I have found Bruce Dawson blog where he discusses the uses of Flame Graphs. Brendan Greg a Linux performance tool developer has created a nice perl script to render call stacks from a plain text file as a svg which can be viewed in all modern browsers. Bruce has used xperf with some undocumented switches to create a text extract of all call stacks. Then he used a python script to post process the generated file to make it compatible with the flamegraph perl script. I decided to make my own managed version of stack compressor which employs the TraceEvent library from Vance Morrison which gives you a powerful etl file parser. Below is an example of the generated graph after the perl script did post process it.

image

The x axis has no order but the width of the methods is proportional to the amount of used CPU time. The vertical axis shows the stack depth. If you hover with your mouse over the methods you get the full method name displayed. This is quite handy to get a different view of deeply nested stacks with many threads and or processes involved. The graph here makes it obvious that opening a file which is quite costly but closing the FileStream is also not cheap. Reading from the file is even cheaper than opening or closing it! This was a small sample app that did open and close one small file in an endless loop to get some interesting call stacks.

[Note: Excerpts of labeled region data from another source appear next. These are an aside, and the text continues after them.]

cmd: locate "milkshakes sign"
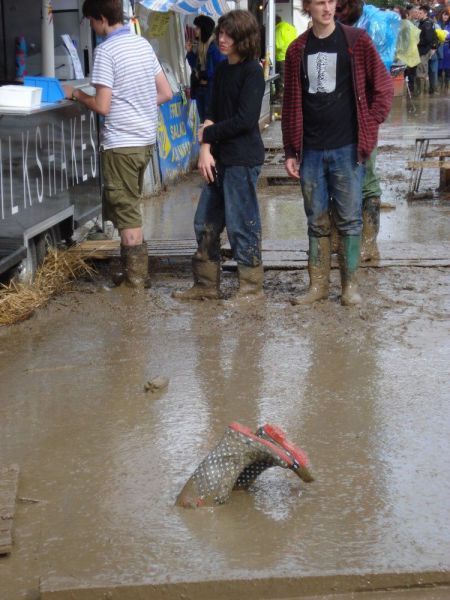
[0,106,99,225]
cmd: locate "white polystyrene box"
[0,85,42,108]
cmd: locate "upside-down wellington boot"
[172,254,220,300]
[234,423,314,490]
[176,423,294,508]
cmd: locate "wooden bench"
[407,135,450,195]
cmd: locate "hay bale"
[0,249,95,325]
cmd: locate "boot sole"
[228,422,294,468]
[260,423,314,483]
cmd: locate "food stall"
[135,0,229,184]
[0,0,100,279]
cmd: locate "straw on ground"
[0,249,94,325]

My TraceParser executable does take an etl file and prints out the call stacks from all processes from the complete etl file. You can limit the time range as well as the time range and a substring match which stacks are you interested in. To get from process 5200 all stacks you need to do:

TraceParser.exe C:\Users\Alois\AppData\Local\Temp\combined.etl * * 5200 > stacks.txt

flamegraph.pl stacks.txt > stacks.svg

It did take some time to get used to the TraceEvent library which is very powerful but also not so easy to use. I was constantly struggling with incomplete call stacks until I found that the default symbol resolver does only resolve some kernel symbols instead of everything.

 public TraceLogOptions()
        {
            // These are the default modules to look up symbolically.  
            ShouldResolveSymbols = delegate(string moduleFilePath)
            {
                string moduleName = Path.GetFileNameWithoutExtension(moduleFilePath);
                if (string.Compare(moduleName, "ntdll") == 0 ||
                    string.Compare(moduleName, "kernel32") == 0 ||
                    string.Compare(moduleName, "ntkrnlpa") == 0 ||
                    string.Compare(moduleName, "ntoskrnl") == 0)
                    return true;
                return false;
            };
        }

This was definitely not what I wanted. But ShouldResolveSymbols = (s) => true did the job. If you have problems with symbol loading you need to uncomment 

ConversionLog = Console.Out

to see file and symbol loading in action on the console. I do read from an etl file only the profile events which do contain a full call stack of a specific process and print the call stack with a weight of one to the console. When you download TraceEvent from Codeplex you need to get msdia100.dll for your target platform. You can make your life easy and simply copy the one provided by PerfView which is unpacked into your user profile at e.g. %USERPROFILE%\AppData\Roaming\PerfMonitor\VER.2013-01-09.06.49.30.000\x86 or the one provided by Visual Studio for x86. You need to deploy it besides TraceEvent.dll to enable it to pick it up.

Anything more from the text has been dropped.